Les traducteurs sont des «passeurs de culture» indispensables. Grâce à eux, nous pouvons avoir accès à des écrits en d’autres langues, ce qui permet notamment aux non-néerlandophones de découvrir la culture néerlandaise ou flamande. Mais peut-on vraiment tout traduire? Existe-t-il en néerlandais des mots, concepts et expressions intraduisibles? De mierenneuken à poldermodel en passant par gezellig et uitwaaien, la traductologue Goedele De Sterck se penche sur l’«intraduisibilité» du néerlandais et sur les stratégies mises en œuvre pour la contourner.

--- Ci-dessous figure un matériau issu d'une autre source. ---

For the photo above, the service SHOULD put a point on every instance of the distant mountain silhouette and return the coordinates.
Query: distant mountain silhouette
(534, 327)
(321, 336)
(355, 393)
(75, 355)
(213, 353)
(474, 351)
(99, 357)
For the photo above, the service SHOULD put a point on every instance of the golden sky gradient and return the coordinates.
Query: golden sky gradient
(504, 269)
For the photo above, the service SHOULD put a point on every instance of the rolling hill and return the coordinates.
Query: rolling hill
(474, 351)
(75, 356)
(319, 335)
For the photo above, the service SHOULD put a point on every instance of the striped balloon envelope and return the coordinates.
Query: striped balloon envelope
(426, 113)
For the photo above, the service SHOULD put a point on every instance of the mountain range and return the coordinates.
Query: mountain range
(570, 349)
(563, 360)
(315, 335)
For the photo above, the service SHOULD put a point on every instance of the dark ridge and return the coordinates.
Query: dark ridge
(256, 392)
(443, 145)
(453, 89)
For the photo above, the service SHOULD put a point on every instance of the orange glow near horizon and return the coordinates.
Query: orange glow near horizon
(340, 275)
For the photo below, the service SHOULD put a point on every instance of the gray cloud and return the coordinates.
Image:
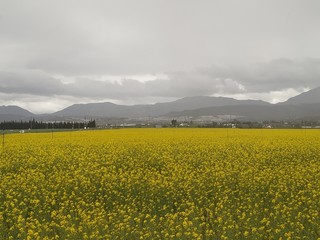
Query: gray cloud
(202, 47)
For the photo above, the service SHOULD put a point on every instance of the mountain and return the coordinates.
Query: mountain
(309, 97)
(188, 103)
(256, 113)
(14, 113)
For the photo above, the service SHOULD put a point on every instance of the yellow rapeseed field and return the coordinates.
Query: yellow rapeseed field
(161, 184)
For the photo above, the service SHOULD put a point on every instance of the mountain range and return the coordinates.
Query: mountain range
(305, 105)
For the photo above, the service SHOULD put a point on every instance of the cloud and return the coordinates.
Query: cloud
(55, 53)
(271, 77)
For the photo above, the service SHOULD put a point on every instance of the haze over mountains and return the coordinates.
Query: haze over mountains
(305, 105)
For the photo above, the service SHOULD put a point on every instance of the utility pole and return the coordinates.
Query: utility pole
(2, 139)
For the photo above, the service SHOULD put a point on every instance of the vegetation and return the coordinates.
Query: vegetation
(33, 124)
(161, 184)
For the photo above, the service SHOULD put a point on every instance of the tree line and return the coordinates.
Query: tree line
(33, 124)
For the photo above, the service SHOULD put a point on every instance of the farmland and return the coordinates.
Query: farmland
(161, 184)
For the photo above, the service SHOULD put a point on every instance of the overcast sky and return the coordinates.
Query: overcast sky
(56, 53)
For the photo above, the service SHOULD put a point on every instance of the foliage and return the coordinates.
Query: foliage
(161, 184)
(46, 125)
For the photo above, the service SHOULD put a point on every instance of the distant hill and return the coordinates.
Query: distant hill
(188, 103)
(257, 113)
(15, 113)
(312, 96)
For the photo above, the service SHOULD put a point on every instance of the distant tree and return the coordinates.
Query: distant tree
(174, 122)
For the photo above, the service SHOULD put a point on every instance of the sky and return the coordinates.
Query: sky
(57, 53)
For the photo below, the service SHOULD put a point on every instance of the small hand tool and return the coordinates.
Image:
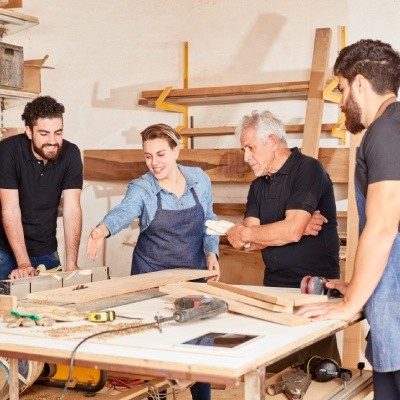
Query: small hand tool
(206, 307)
(220, 228)
(317, 285)
(101, 316)
(294, 385)
(34, 317)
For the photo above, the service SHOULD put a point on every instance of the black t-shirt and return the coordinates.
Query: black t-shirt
(39, 187)
(378, 156)
(301, 184)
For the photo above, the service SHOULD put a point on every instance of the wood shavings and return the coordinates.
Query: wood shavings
(86, 330)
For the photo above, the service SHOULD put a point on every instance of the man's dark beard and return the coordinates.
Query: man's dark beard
(353, 116)
(44, 155)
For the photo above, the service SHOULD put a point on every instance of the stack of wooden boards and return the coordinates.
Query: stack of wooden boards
(269, 304)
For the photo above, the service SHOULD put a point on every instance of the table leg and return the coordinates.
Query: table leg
(13, 384)
(254, 384)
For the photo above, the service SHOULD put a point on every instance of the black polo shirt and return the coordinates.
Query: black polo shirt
(301, 184)
(40, 187)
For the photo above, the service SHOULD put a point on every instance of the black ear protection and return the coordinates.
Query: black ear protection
(325, 369)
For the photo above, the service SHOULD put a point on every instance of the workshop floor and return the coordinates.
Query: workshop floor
(47, 393)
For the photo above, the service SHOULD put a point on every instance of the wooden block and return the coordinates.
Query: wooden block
(7, 304)
(231, 263)
(255, 295)
(32, 74)
(223, 291)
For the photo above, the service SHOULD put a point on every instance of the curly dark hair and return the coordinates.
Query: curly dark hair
(42, 107)
(375, 60)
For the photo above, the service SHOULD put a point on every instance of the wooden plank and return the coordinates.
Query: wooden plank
(255, 295)
(222, 165)
(118, 286)
(315, 101)
(244, 309)
(275, 295)
(228, 94)
(7, 304)
(230, 130)
(241, 297)
(231, 262)
(217, 131)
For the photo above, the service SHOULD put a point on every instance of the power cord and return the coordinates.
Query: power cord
(71, 364)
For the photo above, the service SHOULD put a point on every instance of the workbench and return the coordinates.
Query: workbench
(164, 353)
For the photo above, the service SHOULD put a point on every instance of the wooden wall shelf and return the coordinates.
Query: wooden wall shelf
(222, 165)
(230, 130)
(15, 22)
(228, 94)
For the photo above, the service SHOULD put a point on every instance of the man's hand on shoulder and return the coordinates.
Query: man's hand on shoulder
(73, 267)
(315, 225)
(23, 271)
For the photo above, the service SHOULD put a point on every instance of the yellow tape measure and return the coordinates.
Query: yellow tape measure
(101, 316)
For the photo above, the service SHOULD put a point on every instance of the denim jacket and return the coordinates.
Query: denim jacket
(140, 201)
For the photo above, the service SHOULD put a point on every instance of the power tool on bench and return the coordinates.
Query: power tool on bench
(191, 308)
(317, 285)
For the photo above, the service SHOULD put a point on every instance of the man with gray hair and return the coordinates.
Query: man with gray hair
(290, 187)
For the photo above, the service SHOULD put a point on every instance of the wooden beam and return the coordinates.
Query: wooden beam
(240, 308)
(352, 335)
(315, 101)
(230, 130)
(222, 165)
(228, 94)
(118, 286)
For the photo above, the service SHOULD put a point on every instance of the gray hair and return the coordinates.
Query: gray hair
(264, 123)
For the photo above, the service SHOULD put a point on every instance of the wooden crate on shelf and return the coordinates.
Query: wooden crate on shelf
(11, 66)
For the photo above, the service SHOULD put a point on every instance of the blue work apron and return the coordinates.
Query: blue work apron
(174, 239)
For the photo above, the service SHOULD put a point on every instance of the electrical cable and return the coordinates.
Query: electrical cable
(71, 364)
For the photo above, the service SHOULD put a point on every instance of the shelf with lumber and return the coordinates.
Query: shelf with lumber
(228, 94)
(221, 165)
(12, 21)
(10, 94)
(230, 130)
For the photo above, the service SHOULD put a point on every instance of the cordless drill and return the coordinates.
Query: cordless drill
(317, 285)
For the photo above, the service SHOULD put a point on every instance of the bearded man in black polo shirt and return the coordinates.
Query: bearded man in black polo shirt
(290, 187)
(36, 169)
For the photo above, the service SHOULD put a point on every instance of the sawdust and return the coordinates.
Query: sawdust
(109, 329)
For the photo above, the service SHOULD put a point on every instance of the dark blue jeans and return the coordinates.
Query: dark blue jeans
(8, 262)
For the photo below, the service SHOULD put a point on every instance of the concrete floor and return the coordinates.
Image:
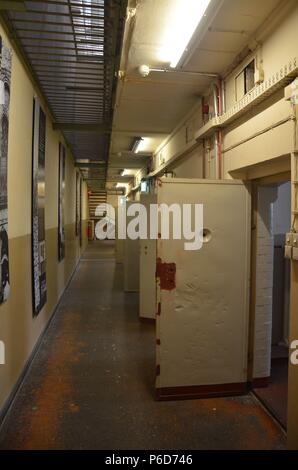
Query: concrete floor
(91, 385)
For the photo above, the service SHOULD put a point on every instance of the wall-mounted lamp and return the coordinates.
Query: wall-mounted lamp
(137, 144)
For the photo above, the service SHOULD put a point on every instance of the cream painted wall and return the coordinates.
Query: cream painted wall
(260, 155)
(18, 329)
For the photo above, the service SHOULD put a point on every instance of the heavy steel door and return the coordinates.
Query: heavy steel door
(202, 305)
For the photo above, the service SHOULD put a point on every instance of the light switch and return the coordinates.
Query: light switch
(288, 251)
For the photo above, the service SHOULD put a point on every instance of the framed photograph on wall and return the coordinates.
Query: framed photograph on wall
(5, 77)
(38, 209)
(61, 202)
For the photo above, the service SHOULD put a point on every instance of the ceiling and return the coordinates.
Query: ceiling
(154, 106)
(73, 49)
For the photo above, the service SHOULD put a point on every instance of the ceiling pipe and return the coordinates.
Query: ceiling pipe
(145, 70)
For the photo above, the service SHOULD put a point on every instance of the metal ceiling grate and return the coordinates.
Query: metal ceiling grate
(73, 48)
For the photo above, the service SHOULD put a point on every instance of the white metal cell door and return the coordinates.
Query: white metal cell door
(203, 295)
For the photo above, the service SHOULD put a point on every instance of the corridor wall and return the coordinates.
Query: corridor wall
(19, 331)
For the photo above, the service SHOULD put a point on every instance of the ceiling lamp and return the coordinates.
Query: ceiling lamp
(184, 18)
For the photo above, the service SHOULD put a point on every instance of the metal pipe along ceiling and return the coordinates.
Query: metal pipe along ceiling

Van Dale donne une définition succincte du verbe vertalen (traduire): van de ene taal in de andere overbrengen (faire passer, transposer d’une langue à une autre). À proprement parler, tout est intraduisible, étant donné que la concordance entre deux langues ou cultures n’est jamais parfaite. Chaque culture adopte sa propre grille de lecture qui lui fait percevoir et nommer autrement le monde et les êtres qui le peuplent, de sorte que toute correspondance biunivoque est par définition impossible. Cela vaut particulièrement pour les phénomènes concrets spécifiques à une culture, que l’on considère souvent comme intraduisibles: toponymes, références historiques, institutions publiques, habitudes culinaires, coutumes religieuses et concepts abstraits complexes… Tous ces éléments trahissent une vision culturelle, nationale ou régionale du monde et de l’existence.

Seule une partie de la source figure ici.